The second stage emerged as refugee Huguenots decided to emigrate to America to escape their miserable exile in Europe. The Huguenot exodus occurred just as a late seventeenth century colonization push was beginning in America and colonial entrepreneurs advertised extensively among the Huguenot refugees. Huguenots settled in some surprising places in America. Pennsylvania, that refuge for the religious persecuted, received almost no Huguenots despite William Penn's advertising. Instead, most of the 2,000 to 2,500 Huguenots who arrived in America between 1680 and 1700 headed for South Carolina and New York, with smaller numbers going to New England.

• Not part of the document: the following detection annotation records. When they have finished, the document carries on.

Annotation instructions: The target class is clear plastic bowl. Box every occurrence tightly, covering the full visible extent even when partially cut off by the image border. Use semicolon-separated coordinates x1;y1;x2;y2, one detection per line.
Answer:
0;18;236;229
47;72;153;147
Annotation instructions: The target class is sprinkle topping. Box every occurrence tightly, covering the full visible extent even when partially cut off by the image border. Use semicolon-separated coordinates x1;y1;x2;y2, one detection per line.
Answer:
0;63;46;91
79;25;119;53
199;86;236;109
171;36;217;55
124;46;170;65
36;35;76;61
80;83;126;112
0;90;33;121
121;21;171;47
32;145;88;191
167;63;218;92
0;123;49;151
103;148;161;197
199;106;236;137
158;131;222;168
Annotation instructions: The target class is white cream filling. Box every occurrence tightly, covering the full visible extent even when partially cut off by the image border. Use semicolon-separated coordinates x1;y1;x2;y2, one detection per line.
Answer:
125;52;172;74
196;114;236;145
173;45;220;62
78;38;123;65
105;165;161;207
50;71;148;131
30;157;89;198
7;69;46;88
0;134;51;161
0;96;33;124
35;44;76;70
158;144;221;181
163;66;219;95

In New England, most congregated in Boston, and like New York City, most of Boston's Huguenots were merchants and tradesmen. The Huguenots quickly disappeared as a cohesive religious and ethnic group in America. By the third generation, most Huguenots had long since become Anglicans, Presbyterians, Baptists and even Quakers. The two remaining active Huguenot congregations in New York and Charleston closed during the Revolution.
Intermarriage speeded the religious fissure and, as early as 1700, fewer than twenty years after most Huguenots arrived in the colonies, almost half of New York and Boston Huguenots, men and women alike, took English, Dutch, and Scots-Irish spouses. Apollos Rivoire, Paul Revere's father, married Deborah Hitchborn, a member of a fourth generation New England family so that Paul was one half French Huguenot and one-half old Yankee.
Through much of the eighteenth century, refugee Huguenots dominated London's silver trade, producing baroque pieces with heavy ornamentation. Colonial silversmiths, however, produced pieces with a cleanness of line and simplicity of content that set it far from the work of London's Huguenot silversmiths. Part of this difference was due to an autonomous apprenticeship system employed by silversmiths throughout the colonies. Colonial silversmiths regularly trained their own apprentices, so that by the mid eighteenth century, a substantial number of colonial silversmiths were third generation silversmiths. Apollos Rivoire learned his silver crafts from Boston silversmith John Coney, and Paul Revere apprenticed to his own father. Paul Revere became widely acknowledged, both in his own time and since, as the single finest silversmith of the colonial period.